Faleceu ontem, dia 12 de abril, em Portugal o artista plástico César de Carvalho, figura discreta, mas profundamente respeitada no meio artístico luso‑francês, onde viveu e trabalhou durante várias décadas. A notícia do seu falecimento, dada esta manhã pelos filhos Julien e Guillaume de Carvalho, foi recebida com pesar entre amigos, antigos colegas e membros da Comunidade cultural portuguesa em França, que recordam “um criador de grande rigor estético e de rara generosidade humana”.

César Licínio da Silva Carvalho nasceu no dia 1 de dezembro de 1947 e veio para França ainda jovem, integrando‑se rapidamente no ambiente artístico parisiense, onde encontrou espaço para desenvolver uma obra marcada pela experimentação e pela atenção ao detalhe. Ao longo dos anos, expôs em galerias independentes, participou em coletivas de artistas da diáspora e colaborou com instituições culturais que reconheceram na sua obra uma voz singular, situada entre a memória portuguesa e a vivência cosmopolita que Paris lhe proporcionou.

A sua produção – que atravessou a pintura, o desenho e, em certos períodos, a escultura, a instalação e a literatura – refletia uma constante procura de equilíbrio entre forma e silêncio, cor e matéria. Muitos dos que o acompanharam sublinham que César de Carvalho trabalhava longe das lógicas de mercado, fiel a uma ética artística que privilegiava o processo, a pesquisa e a honestidade do gesto criativo.

César de Carvalho foi colaborador ativo do Festival de Teatro Português em França, organizado pela Coordenação das Coletividades Portuguesas de França (CCPF) e também concebeu cenografia para teatro. Concebeu, por exemplo, o cenário da peça “Lobo/Loup” de Abel Neves, encenada por Carlos Pereira e que circulou em França, Portugal e Suíça.
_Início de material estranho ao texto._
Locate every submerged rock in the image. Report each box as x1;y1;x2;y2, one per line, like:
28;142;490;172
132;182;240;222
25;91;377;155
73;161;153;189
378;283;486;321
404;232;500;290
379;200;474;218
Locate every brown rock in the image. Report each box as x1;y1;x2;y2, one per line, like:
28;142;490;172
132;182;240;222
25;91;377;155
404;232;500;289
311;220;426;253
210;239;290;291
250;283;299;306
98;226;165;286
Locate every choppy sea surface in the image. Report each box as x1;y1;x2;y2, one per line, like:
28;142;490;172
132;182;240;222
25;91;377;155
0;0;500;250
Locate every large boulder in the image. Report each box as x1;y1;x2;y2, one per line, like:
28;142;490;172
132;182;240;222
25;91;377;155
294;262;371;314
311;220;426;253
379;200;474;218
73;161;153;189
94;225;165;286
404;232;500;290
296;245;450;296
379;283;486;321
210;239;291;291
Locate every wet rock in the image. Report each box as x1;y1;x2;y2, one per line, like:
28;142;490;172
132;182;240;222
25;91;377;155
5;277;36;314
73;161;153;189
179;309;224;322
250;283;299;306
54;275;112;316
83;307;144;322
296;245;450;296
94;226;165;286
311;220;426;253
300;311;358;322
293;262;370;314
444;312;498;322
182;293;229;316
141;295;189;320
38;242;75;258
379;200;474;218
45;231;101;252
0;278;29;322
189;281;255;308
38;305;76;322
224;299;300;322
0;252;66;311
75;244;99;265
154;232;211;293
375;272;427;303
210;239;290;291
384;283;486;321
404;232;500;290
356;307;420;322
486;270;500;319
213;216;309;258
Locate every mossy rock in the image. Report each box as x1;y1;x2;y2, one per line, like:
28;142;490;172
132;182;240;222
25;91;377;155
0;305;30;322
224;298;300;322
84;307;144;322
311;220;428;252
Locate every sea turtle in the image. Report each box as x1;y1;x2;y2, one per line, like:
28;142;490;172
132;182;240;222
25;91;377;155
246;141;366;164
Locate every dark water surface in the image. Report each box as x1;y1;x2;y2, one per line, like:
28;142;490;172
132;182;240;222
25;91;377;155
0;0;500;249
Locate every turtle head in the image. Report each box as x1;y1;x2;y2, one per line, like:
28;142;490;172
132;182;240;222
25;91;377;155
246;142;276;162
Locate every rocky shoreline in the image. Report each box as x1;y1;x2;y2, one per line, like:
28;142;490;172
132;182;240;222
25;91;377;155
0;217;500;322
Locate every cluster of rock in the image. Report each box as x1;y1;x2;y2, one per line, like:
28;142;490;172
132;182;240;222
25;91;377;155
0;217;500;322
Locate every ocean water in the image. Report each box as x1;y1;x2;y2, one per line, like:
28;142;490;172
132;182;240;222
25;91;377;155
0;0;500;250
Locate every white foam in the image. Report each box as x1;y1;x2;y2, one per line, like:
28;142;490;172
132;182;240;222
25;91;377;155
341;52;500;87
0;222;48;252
Apesar de ter regressado a Portugal nos últimos anos, manteve laços estreitos com a Comunidade artística francesa, continuando a expor e a participar em projetos transnacionais. O regresso ao país natal foi, segundo amigos próximos, uma escolha de serenidade, motivada pelo desejo de reencontrar paisagens e ritmos que marcaram a sua juventude.

O funeral de César de Carvalho vai ter lugar esta terça-feira, dia 14 de abril, às 16h00, na Capela Mortuária do Tanatório de Paranhos, onde já se encontra em câmara ardente.

Com a sua morte, desaparece um artista cuja obra permanece ainda insuficientemente conhecida do grande público. Ficam as obras, dispersas entre coleções privadas e pequenos espaços expositivos, e fica sobretudo a memória de um criador íntegro, que fez da arte um território de exigência e de liberdade.